Dependent types, refinement types, gradual types, rank-n polymorphism, etc, – we are moving in the right direction
Let’s dream a bit and try to imagine what can be improved about type systems. Ability to limit and check variables and function arguments at compile time multiplies development speeds by dozens of times, but modern type systems are STILL not expressive enough - you mostly can filter out only quite basic errors.

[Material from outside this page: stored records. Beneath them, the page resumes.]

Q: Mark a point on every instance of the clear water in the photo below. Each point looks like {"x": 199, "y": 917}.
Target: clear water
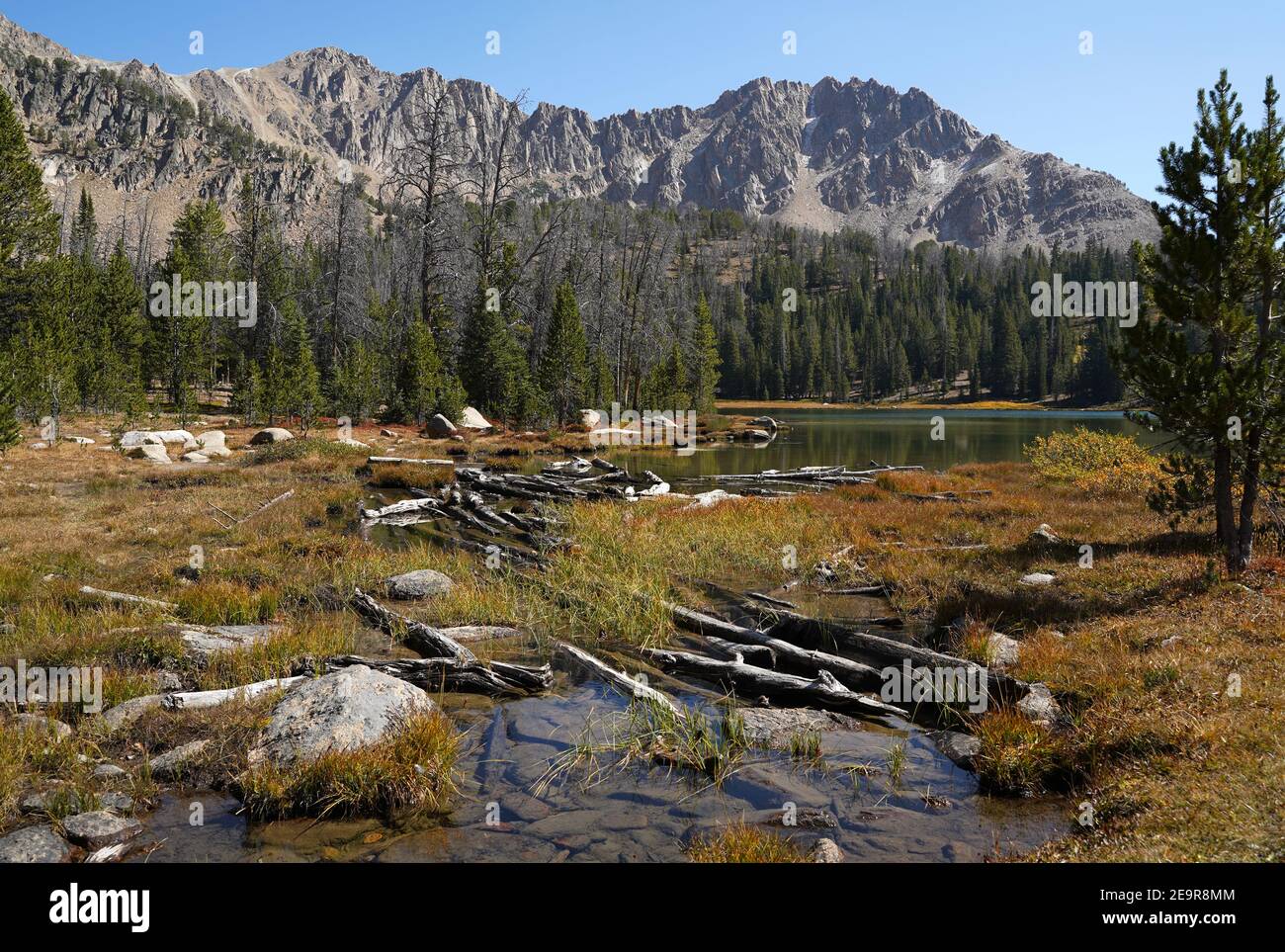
{"x": 647, "y": 814}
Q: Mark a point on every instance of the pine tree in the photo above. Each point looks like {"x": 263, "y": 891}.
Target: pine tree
{"x": 563, "y": 364}
{"x": 1211, "y": 363}
{"x": 706, "y": 361}
{"x": 11, "y": 433}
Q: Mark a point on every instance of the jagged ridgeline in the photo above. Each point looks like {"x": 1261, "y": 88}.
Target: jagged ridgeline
{"x": 415, "y": 244}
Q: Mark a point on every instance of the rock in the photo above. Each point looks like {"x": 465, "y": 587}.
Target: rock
{"x": 149, "y": 451}
{"x": 960, "y": 748}
{"x": 202, "y": 643}
{"x": 101, "y": 828}
{"x": 703, "y": 500}
{"x": 129, "y": 711}
{"x": 271, "y": 434}
{"x": 345, "y": 711}
{"x": 438, "y": 427}
{"x": 471, "y": 419}
{"x": 1040, "y": 707}
{"x": 43, "y": 725}
{"x": 775, "y": 726}
{"x": 34, "y": 844}
{"x": 1001, "y": 651}
{"x": 116, "y": 801}
{"x": 172, "y": 763}
{"x": 420, "y": 583}
{"x": 825, "y": 850}
{"x": 153, "y": 437}
{"x": 1045, "y": 535}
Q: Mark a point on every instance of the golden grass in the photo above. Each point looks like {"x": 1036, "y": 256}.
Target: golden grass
{"x": 410, "y": 772}
{"x": 741, "y": 843}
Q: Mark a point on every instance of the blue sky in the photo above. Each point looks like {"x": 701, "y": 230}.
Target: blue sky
{"x": 1003, "y": 65}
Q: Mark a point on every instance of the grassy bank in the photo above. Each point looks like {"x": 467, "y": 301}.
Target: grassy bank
{"x": 1170, "y": 676}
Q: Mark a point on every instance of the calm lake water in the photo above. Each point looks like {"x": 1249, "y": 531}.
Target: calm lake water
{"x": 820, "y": 436}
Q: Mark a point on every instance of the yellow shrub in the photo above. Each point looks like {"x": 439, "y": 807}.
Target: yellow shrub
{"x": 1093, "y": 462}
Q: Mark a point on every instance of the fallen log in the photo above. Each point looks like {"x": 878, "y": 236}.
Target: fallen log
{"x": 749, "y": 654}
{"x": 626, "y": 685}
{"x": 128, "y": 599}
{"x": 193, "y": 700}
{"x": 813, "y": 630}
{"x": 749, "y": 681}
{"x": 394, "y": 460}
{"x": 848, "y": 672}
{"x": 451, "y": 674}
{"x": 429, "y": 642}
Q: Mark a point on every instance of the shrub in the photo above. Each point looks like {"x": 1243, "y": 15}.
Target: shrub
{"x": 1093, "y": 462}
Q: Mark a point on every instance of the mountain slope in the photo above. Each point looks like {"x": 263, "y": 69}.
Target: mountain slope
{"x": 823, "y": 155}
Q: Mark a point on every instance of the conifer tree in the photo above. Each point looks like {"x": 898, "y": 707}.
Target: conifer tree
{"x": 1209, "y": 364}
{"x": 706, "y": 361}
{"x": 563, "y": 364}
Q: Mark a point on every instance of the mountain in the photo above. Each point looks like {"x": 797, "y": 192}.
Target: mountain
{"x": 823, "y": 155}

Functional programmers excel at making the wrong state inexpressible in terms of the type system, but static type systems still can’t encode very complex logic and relations.
Well, they do, but it is absolutely unusable for casual coding, fast prototyping, and most industrial use cases.
In certain fields, such as game development, the amount of rules gets crazy, and most interactions of related game mechanics can’t even be covered with tests, not to mention types. But possibly this is only because type systems are too restrictive. They don’t allow embedding crazy expressions from the the value level. Yet.
Possible Improvements For Type Systems
- Types should be first-class objects. There should be convenient type lambdas
- Types should be allowed to contain value-level expressions (Refinement Types)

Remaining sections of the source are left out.